Thaddeus stumbled, heart pounding. A scooter clipped his leg, nearly knocking him down. "Watch where you're going, dude!" the rider yelled, skidding to a stop.
Thaddeus looked up. The kid was young, seventeen maybe. Handsome, with tousled hair and a backpack slung over one shoulder. Their eyes met, and the kid's hand brushed Thaddeus's arm as he steadied himself.
Time froze again.
The crimson panel materialized.
REAPER’S LEDGER
TARGET ACQUIRED
Name: Jordan Reyes
Age: 17
Fated Death: Vehicular impact (delivery van, red light violation)
Time Remaining: 00:00:29
Harvest Value: $25,000
Vision: Jordan remounting his scooter, zipping into traffic. A van barreling through the intersection, tires screeching too late. The sickening crunch of metal on flesh, body ragdolling over the hood, skull splitting on asphalt. Blood pooling under holiday lights.
It snapped back. Thaddeus's pulse thundered. Twenty-five grand? Less than Evelyn, maybe the dark power weighed lives differently. Potential cut short, or something colder.
Easy money. Just walk away.
But something twisted in him. “What if Evelyn join with Jordan to haunt me?”
He couldn't watch another person die. He lunged forward, grabbing Jordan's arm.
"Dude, what the fuck?" the teen protested.
Thaddeus yanked him back just as the van roared past, horn blaring, missing them by inches.
Jordan's eyes went wide. "Holy shit. That... that could've been me."
“Yes,” Thaddeus answeed. “It could have been you.”
Jordan hopped off the scooter, pale. "Thanks, sir. Seriously." He pushed the scooter onto the sidewalk and walked away, glancing back once.
Crimson text appeared:
REAPER’S LEDGER
SAVE REGISTERED
Jordan Reyes - Harvest denied
BALANCE: LEDGER BAR - RED: 1 | GREEN: 1
Immediately the holograph details disappeared, pain hit like a freight train. Literally, as though a freight train ran him over.
Thaddeus's heart stuttered, seized.

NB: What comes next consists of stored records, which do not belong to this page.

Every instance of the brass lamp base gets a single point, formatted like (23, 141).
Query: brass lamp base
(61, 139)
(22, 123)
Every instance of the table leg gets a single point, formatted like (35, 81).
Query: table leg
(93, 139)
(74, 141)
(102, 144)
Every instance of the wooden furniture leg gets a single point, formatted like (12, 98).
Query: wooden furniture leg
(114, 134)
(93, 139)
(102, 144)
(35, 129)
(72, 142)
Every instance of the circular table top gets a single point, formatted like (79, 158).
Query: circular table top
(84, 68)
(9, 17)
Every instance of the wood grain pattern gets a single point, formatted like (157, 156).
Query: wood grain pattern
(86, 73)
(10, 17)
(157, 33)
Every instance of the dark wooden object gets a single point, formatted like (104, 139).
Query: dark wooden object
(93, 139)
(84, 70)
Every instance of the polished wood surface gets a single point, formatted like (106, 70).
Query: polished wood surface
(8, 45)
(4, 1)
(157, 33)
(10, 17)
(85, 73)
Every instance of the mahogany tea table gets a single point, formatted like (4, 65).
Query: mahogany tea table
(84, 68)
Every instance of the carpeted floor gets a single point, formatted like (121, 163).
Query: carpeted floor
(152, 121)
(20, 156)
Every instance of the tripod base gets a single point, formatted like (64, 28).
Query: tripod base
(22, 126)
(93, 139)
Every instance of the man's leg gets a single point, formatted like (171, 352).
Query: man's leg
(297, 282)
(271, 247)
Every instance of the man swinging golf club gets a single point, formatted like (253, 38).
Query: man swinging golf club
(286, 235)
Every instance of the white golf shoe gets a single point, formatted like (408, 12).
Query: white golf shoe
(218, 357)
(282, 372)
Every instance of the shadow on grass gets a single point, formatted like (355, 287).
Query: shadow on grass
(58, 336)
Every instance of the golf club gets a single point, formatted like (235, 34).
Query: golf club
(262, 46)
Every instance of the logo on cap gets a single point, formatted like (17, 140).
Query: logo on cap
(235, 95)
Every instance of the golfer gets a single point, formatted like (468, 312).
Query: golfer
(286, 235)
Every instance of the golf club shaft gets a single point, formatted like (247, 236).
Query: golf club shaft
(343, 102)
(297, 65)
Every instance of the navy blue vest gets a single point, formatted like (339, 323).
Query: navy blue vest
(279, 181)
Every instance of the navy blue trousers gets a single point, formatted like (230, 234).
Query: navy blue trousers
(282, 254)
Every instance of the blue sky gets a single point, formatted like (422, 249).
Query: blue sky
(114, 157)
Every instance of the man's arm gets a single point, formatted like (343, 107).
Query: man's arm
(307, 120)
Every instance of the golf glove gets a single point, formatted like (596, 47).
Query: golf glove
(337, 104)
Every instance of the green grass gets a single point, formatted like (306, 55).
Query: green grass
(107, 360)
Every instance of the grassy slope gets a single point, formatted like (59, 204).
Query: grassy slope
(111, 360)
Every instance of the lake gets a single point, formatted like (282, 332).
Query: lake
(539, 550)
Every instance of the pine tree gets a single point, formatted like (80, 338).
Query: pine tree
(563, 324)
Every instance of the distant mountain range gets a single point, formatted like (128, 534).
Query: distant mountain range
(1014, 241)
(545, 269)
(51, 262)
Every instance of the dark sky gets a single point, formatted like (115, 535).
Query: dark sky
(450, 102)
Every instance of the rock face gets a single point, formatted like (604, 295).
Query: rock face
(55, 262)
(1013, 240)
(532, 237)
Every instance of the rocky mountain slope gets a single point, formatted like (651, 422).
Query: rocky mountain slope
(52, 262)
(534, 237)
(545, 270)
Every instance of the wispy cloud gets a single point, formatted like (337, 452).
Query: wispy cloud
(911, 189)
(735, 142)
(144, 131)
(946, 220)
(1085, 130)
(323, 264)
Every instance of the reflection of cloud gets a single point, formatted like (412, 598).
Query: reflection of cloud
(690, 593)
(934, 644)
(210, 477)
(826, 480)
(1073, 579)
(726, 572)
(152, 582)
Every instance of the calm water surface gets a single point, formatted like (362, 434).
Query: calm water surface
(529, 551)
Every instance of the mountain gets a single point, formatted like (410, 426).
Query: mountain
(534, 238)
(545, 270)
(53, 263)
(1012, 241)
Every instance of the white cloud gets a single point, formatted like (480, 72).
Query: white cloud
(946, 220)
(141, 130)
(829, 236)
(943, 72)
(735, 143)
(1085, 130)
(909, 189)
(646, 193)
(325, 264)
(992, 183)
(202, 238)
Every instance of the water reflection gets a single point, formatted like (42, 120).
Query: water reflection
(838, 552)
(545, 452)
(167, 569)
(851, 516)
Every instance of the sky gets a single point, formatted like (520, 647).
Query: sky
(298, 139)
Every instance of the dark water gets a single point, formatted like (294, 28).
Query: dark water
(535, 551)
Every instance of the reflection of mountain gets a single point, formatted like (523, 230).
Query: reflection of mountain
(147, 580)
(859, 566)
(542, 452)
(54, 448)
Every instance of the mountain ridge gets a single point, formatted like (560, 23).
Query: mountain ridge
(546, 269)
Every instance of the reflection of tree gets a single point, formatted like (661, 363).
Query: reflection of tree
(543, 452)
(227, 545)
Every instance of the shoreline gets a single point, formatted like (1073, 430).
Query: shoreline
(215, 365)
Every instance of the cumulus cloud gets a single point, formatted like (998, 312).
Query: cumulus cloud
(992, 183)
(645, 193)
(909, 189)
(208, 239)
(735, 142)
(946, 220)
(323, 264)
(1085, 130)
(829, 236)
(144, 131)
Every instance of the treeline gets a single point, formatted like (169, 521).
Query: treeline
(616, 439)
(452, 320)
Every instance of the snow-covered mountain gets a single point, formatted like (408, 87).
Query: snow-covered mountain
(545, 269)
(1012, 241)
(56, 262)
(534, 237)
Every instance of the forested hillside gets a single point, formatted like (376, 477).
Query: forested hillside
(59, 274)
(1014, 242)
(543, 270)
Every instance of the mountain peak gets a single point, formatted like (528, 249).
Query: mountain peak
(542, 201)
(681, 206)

He spiraled, chest crushing, vision blackening, the world tilting. He collapsed to the pavement, gasping, clutching his shirt as phantom impacts echoed through his body: the van's crunch, the asphalt's bite. It lasted an eternity in seconds, with agony borrowing from the kid's averted fate.

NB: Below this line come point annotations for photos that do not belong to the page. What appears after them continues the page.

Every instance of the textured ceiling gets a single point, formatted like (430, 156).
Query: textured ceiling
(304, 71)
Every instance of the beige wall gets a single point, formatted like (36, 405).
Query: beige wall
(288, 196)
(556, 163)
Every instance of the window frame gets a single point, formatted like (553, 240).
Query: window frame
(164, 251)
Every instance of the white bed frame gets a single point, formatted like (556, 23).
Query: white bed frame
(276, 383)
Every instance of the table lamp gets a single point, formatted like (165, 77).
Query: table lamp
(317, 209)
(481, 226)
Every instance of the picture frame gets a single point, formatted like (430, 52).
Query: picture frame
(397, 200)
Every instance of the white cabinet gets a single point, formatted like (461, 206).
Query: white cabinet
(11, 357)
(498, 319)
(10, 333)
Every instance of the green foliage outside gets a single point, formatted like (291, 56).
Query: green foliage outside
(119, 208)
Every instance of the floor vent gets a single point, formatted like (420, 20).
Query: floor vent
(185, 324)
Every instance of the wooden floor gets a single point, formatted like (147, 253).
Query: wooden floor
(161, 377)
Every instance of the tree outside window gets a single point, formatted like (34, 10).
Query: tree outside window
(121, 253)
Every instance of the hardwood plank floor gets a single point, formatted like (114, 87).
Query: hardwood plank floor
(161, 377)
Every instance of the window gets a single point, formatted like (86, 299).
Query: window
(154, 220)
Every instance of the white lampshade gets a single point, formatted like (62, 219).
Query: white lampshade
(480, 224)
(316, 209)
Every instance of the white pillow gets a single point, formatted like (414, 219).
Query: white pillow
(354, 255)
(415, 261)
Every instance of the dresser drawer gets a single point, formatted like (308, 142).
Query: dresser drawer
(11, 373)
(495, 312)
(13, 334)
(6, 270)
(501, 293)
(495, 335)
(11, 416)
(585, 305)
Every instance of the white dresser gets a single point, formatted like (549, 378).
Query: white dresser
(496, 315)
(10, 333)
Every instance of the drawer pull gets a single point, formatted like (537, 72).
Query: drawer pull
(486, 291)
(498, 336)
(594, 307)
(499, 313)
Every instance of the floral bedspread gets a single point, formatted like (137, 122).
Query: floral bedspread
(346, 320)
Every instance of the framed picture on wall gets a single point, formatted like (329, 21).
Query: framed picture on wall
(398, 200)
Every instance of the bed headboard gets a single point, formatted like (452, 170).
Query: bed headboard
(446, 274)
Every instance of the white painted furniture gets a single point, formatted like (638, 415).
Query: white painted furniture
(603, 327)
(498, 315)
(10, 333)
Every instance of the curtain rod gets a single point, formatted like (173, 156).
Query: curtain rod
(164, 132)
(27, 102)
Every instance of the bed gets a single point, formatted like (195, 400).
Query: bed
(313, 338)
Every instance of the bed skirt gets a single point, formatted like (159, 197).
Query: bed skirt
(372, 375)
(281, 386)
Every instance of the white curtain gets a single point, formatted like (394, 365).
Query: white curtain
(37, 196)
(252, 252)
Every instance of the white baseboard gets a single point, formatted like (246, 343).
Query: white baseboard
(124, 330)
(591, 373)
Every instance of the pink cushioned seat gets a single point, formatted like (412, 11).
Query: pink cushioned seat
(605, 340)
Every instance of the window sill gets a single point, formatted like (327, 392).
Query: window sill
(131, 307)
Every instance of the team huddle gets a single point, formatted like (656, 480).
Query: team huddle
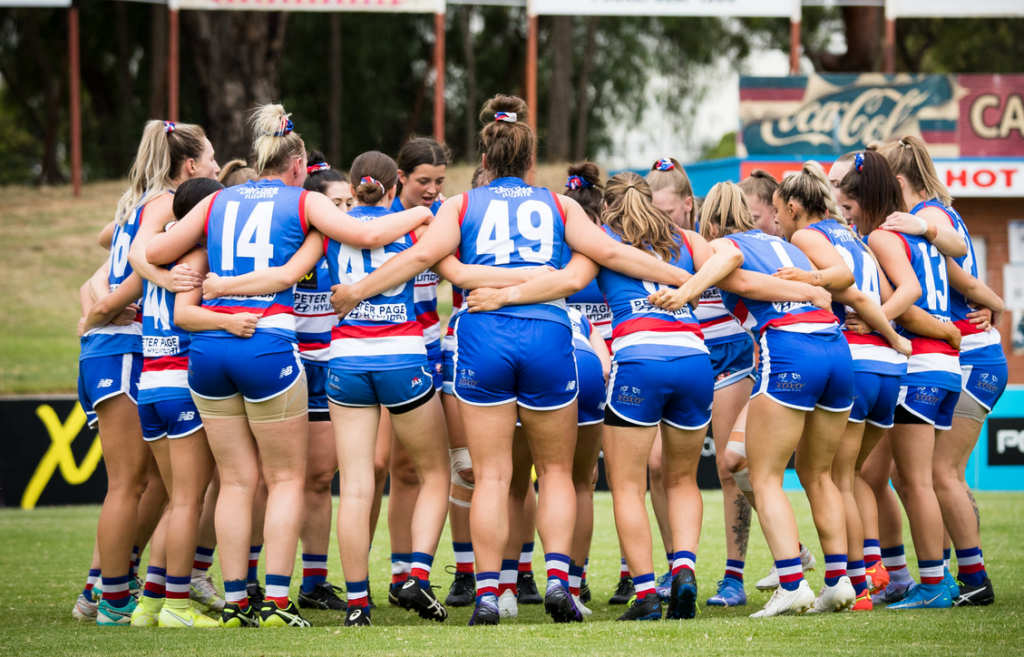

He struggled, rolling to his side, sucking air. Slowly, the vise on his chest eased. He sat up, sweating, as a cop approached. "You okay, buddy? Need an ambulance?"

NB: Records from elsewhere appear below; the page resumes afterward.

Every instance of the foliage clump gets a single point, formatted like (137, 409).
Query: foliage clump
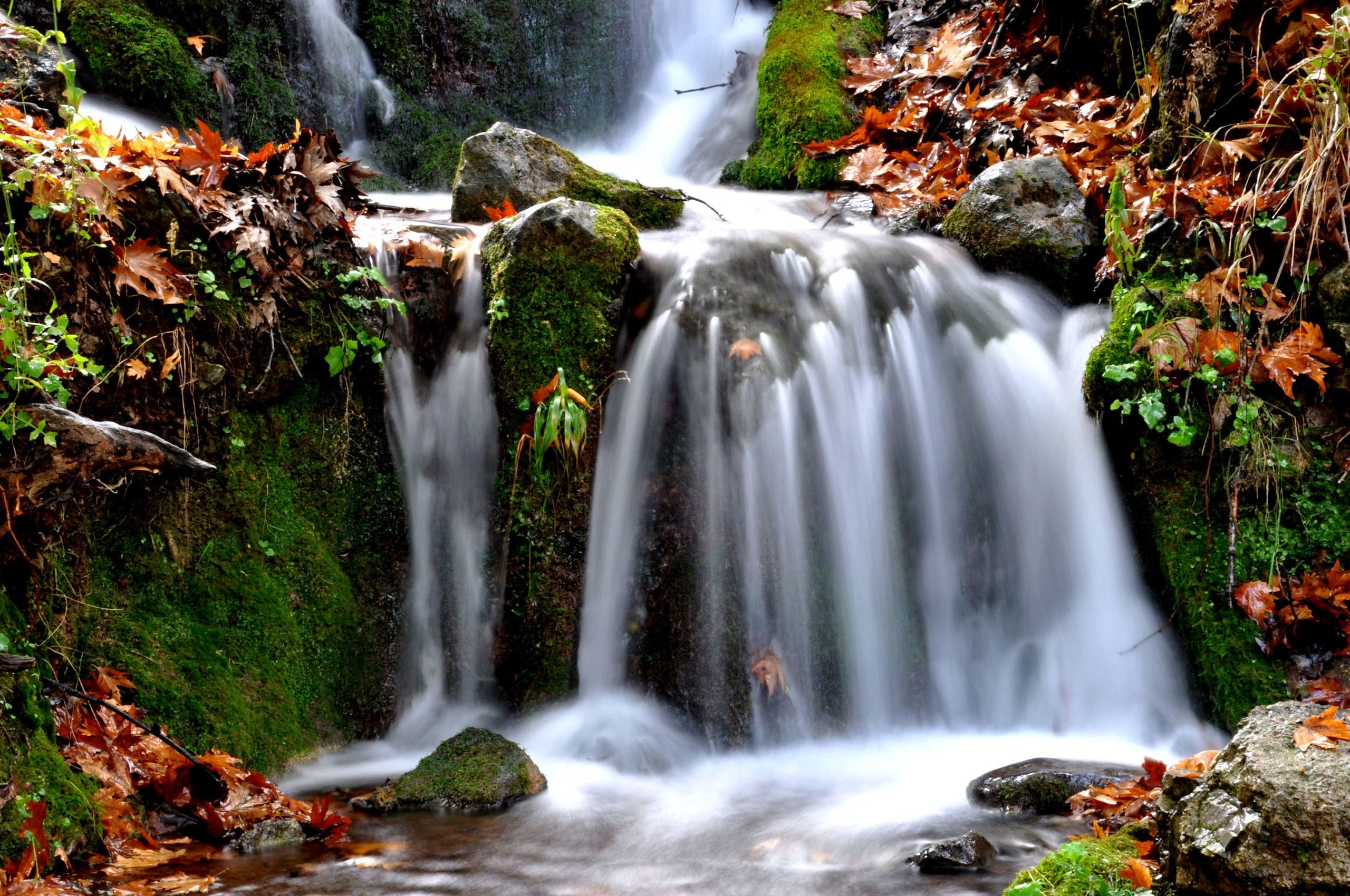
(136, 56)
(801, 99)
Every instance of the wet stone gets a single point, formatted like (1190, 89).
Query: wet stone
(965, 853)
(1043, 786)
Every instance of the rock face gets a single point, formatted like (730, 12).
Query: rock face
(29, 73)
(550, 276)
(1026, 216)
(476, 771)
(272, 834)
(968, 852)
(1267, 820)
(1043, 786)
(509, 162)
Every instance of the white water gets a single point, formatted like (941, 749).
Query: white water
(903, 499)
(349, 83)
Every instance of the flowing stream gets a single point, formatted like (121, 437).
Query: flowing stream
(879, 471)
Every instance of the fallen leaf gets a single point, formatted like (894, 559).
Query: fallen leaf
(744, 350)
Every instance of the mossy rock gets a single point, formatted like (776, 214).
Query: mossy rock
(799, 95)
(476, 771)
(551, 276)
(514, 164)
(1026, 216)
(136, 56)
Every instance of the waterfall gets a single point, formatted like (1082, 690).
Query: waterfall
(893, 489)
(348, 80)
(443, 435)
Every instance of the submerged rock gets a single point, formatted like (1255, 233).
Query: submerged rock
(1267, 820)
(273, 833)
(1026, 216)
(509, 162)
(968, 852)
(476, 771)
(551, 276)
(1043, 786)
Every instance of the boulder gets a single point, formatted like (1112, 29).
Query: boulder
(273, 833)
(1043, 786)
(1026, 216)
(476, 771)
(968, 852)
(29, 76)
(1267, 821)
(512, 164)
(551, 278)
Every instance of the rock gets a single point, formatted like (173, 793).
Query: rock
(1267, 820)
(1043, 786)
(968, 852)
(509, 162)
(29, 73)
(1026, 216)
(273, 833)
(1334, 295)
(550, 278)
(476, 771)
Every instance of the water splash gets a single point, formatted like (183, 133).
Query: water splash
(348, 79)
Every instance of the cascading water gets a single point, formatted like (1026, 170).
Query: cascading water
(443, 434)
(348, 79)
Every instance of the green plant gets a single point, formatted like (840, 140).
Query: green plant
(560, 424)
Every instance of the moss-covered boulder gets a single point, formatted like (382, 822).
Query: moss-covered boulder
(550, 276)
(1268, 818)
(476, 771)
(1026, 216)
(512, 164)
(1043, 786)
(801, 99)
(137, 56)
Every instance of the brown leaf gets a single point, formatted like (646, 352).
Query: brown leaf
(851, 8)
(1299, 354)
(746, 348)
(1256, 600)
(143, 269)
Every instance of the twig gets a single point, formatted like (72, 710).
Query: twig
(710, 87)
(214, 775)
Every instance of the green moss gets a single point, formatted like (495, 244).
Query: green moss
(30, 759)
(801, 99)
(547, 303)
(477, 770)
(253, 610)
(1083, 868)
(138, 57)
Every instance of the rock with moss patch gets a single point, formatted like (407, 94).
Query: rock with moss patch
(1267, 820)
(273, 833)
(512, 164)
(29, 73)
(476, 771)
(1043, 786)
(1026, 216)
(551, 276)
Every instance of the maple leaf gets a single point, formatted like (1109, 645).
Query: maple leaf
(1137, 873)
(143, 269)
(746, 348)
(500, 213)
(1302, 353)
(207, 153)
(1256, 600)
(869, 167)
(1320, 731)
(851, 8)
(768, 671)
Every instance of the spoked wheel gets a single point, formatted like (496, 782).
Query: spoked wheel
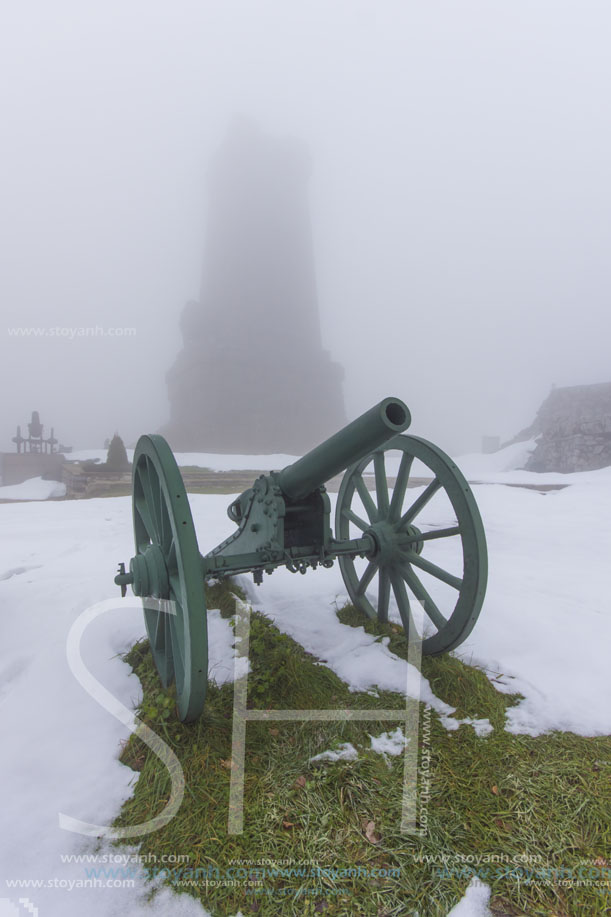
(167, 566)
(430, 542)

Thaddeus waved him off, rising unsteadily. He ignored the stares and walked away, legs like jelly. He didn't need telling.
Let a soul die: profit, scaled to their "worth," but haunted by their vengeful echo. Save one: take their death for a spell, feel it in your bones. He was dying inside, piece by piece, with his vitality shaved off, a toll that would accumulate. One save, and he felt years older already, from within.
But vengeance burned brighter than the curse. As he trudged down the street, plans formed. He'd find Madam Delores first, he'd touch her, see her end. Tell her every gruesome detail, watch the fear twist her smug face.
Then Gregory, the "son" who'd stolen his wife, who owns the little girl he called his daughter, the one who stole his life. He'd whisper their fates like bedtime stories, make them suffer before the reaper claimed them and make money.
Even if his own existence was misery, he'd live long enough to see them break. Vengeance first. The curse could wait.